Larry Smith, the founder and editor of SMITH, is nudging you to tell him your story. If you’re still working on the 800-page version, then you might want to take time out to pen a Six-Word Memoir or submit a 100-word answer for SMITH’s popuLIST. Or don’t write anything, just read what other contributors have written. “Storytelling,” says Smith, “has never been easier, more democratic—and, on the good days, interesting.”
From all over the world, Elizabeth Armstrong Moore gathers intimate stories that illustrate humanity’s common themes. She publishes them online as Quickies (300 words or less), Stories (750 to 1,500 words), or answers to 20 Questions. Some of the submissions to Common Ties are recorded for podcasts, and some are eventually selected to appear in printed anthologies.

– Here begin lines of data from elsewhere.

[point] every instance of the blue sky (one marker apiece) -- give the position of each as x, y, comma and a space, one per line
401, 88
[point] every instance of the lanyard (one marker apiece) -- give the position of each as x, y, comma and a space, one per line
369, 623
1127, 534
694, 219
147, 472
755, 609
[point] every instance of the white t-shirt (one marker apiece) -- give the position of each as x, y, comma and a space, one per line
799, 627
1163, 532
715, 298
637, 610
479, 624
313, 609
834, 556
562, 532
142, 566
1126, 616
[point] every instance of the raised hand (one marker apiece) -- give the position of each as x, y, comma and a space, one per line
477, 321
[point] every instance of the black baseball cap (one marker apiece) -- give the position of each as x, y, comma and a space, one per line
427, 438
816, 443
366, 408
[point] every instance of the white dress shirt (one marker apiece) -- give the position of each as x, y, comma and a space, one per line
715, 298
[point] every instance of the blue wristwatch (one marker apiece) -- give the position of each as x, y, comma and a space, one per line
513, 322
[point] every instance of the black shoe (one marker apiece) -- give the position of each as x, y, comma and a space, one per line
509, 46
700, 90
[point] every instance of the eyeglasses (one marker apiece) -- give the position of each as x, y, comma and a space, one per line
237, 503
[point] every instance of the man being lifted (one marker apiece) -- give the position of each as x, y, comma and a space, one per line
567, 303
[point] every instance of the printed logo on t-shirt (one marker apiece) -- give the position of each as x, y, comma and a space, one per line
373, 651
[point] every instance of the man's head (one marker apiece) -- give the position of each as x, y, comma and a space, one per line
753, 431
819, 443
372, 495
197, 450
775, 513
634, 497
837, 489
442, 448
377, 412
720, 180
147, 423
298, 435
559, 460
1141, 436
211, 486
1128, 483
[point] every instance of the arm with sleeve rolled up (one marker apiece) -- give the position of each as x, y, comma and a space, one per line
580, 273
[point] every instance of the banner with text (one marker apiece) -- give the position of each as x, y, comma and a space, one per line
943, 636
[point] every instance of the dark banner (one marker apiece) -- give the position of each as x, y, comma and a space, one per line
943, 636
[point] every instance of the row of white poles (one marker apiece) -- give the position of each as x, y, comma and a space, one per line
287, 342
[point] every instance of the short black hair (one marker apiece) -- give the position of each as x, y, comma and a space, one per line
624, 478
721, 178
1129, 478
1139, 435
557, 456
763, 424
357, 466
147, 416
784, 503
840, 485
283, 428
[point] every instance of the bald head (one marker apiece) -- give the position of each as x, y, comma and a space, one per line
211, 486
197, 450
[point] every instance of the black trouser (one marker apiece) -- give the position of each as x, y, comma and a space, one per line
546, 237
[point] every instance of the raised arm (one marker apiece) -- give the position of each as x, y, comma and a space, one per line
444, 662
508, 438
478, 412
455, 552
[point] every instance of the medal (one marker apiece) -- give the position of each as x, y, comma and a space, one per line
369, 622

A new adventure of stalwart DC Comics, Zuda is holding a monthly competition that allows readers to choose which among 10 selected entries will become a new series. Any comic creator can upload a concept consisting of eight screens for consideration by Zuda editors.
This endeavor calls itself “a literary magazine for people with short attention spans and over-abundant curiosity.” Katherine Sharpe collects personal nonfiction on assigned topics for 400 Words and publishes it on the Web and in print.
You say you’re not a writer? Then keep your eyes peeled for a bizarre scrap of flotsam, bring it home, scan it, and submit it to FOUND with a brief caption. “We collect it all,” says Jason Bitner, “—love letters, birthday cards, kids’ homework, to-do lists, poetry on napkins, doodles—anything that gives a glimpse into someone else’s life.” Caution: For voyeurs only!